Hash Defaults: The Underused Feature That Replaces Half Your Boilerplate

Here’s a counter that almost every Ruby developer writes the same way:

counts = {}

words.each do |word|
  counts[word] ||= 0
  counts[word] += 1
end

It works. It also leaks an implementation detail, the fact that missing keys return nil, into every single line of business logic. The ||= 0 is noise. It has nothing to do with counting words, it just defends against nil + 1 blowing up.

Ruby has a built-in fix that most code never uses:

counts = Hash.new(0)

words.each do |word|
  counts[word] += 1
end

Hash.new(0) creates a hash where every missing key returns 0 instead of nil. The ||= disappears. The intent of the code, count occurrences, is now the only thing on screen.

This is the simplest example of a feature that runs much deeper than most people realise.

Three ways to construct a hash

Most Ruby code uses the literal form:

h = {}
h = { name: "Alice", age: 30 }

A literal hash has no default. Missing keys return nil. That’s fine for most cases, but it’s not the only option.

Hash.new accepts either a default value or a default block:

# Default value: the SAME object is returned for every missing key
zeros = Hash.new(0)
zeros[:anything]   # => 0
zeros[:else]       # => 0

# Default block: called every time a missing key is accessed
arrays = Hash.new { |hash, key| hash[key] = [] }
arrays[:a] << 1
arrays[:a] << 2
arrays[:b] << 3
arrays  # => { a: [1, 2], b: [3] }

The distinction between these two forms is subtle and matters a lot. We’ll get to it.

The default value form

Hash.new(default) returns default for any missing key without modifying the hash:

h = Hash.new("missing")
h[:a]            # => "missing"
h.key?(:a)       # => false
h                # => {} (still empty)

The hash is unchanged. The default is just the value [] returns for absent keys. This makes it perfect for read-only patterns:

# Word frequencies
counts = Hash.new(0)
words.each { |w| counts[w] += 1 }
# counts[w] += 1 expands to counts[w] = counts[w] + 1
# The READ returns 0 for missing keys, the WRITE actually stores the result

Note what’s happening on that last line. counts[w] += 1 is counts[w] = counts[w] + 1. The right-hand side reads from the hash and gets 0 (the default). The left-hand side writes the new value. The default value is never stored, it’s only returned when reading.
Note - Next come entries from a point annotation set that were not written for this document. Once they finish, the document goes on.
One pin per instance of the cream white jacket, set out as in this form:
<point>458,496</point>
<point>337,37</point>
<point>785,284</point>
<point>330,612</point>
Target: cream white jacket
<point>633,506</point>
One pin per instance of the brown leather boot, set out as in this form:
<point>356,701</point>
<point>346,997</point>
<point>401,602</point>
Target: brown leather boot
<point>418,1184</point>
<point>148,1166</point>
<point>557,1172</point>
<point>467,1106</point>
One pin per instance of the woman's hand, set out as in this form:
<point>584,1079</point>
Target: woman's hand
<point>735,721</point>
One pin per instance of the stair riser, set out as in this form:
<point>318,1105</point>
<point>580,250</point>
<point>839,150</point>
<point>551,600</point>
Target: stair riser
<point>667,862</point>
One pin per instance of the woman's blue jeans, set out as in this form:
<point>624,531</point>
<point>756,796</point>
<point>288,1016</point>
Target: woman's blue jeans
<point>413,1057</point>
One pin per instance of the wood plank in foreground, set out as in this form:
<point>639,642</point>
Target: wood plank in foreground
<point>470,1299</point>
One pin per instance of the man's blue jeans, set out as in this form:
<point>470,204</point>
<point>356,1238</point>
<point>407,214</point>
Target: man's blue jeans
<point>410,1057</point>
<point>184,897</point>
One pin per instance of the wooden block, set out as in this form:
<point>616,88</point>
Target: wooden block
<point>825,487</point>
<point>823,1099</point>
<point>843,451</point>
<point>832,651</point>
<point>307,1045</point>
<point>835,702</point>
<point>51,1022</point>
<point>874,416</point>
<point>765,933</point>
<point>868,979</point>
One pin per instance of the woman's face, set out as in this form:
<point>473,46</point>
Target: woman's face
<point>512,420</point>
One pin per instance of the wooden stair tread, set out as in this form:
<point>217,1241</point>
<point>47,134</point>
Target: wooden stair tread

This is the right form when:

The default is an immutable value (numbers, symbols, frozen strings, true/false/nil)
You want missing-key reads to return something sensible without mutating the hash
You’re going to overwrite the value on write anyway (like with +=)

The default value trap

Here’s where people get burned:

groups = Hash.new([])

groups[:fruits] << "apple"
groups[:fruits] << "banana"
groups[:vegetables] << "carrot"

groups[:fruits]      # => ["apple", "banana", "carrot"]
groups[:vegetables]  # => ["apple", "banana", "carrot"]
groups               # => {} (still empty!)

Every key returned the SAME array. There’s only one default object, and << mutates it in place. Worse, the hash itself is empty, because << doesn’t trigger an assignment. The default array was never stored anywhere, it just kept getting mutated.

The rule: never use a mutable object as a default value. If you want each missing key to get its own fresh container, use a block.

The default block form

Hash.new { |hash, key| ... } calls the block every time a missing key is accessed. The block receives the hash and the key, and you decide what happens:

groups = Hash.new { |hash, key| hash[key] = [] }

groups[:fruits] << "apple"
groups[:fruits] << "banana"
groups[:vegetables] << "carrot"

groups
# => { fruits: ["apple", "banana"], vegetables: ["carrot"] }

Now each key gets its own array, stored in the hash on first access. This pattern, sometimes called “auto-vivification”, replaces a remarkable amount of initialization code.

Compare the alternatives:

# Without a default block
groups = {}
groups[:fruits] ||= []
groups[:fruits] << "apple"
groups[:fruits] ||= []
groups[:fruits] << "banana"

# With Object#tap and ||=
groups = {}
(groups[:fruits] ||= []) << "apple"
(groups[:fruits] ||= []) << "banana"

# With a default block
groups = Hash.new { |h, k| h[k] = [] }
groups[:fruits] << "apple"
groups[:fruits] << "banana"

The default block is the cleanest of the three because it pushes the initialization logic into the hash itself. Every method that touches the hash gets the behavior for free.

Recursive defaults

The default block is just Ruby code, so it can do anything, including create another hash with the same default:

def deep_hash
  Hash.new { |h, k| h[k] = deep_hash }
end

tree = deep_hash
tree[:users][:alice][:role] = "admin"
tree[:users][:bob][:role] = "viewer"

tree
# => {
#   users: {
#     alice: { role: "admin" },
#     bob: { role: "viewer" }
#   }
# }

No initialization. No nil checks. Just assign down any path and the intermediate hashes appear automatically.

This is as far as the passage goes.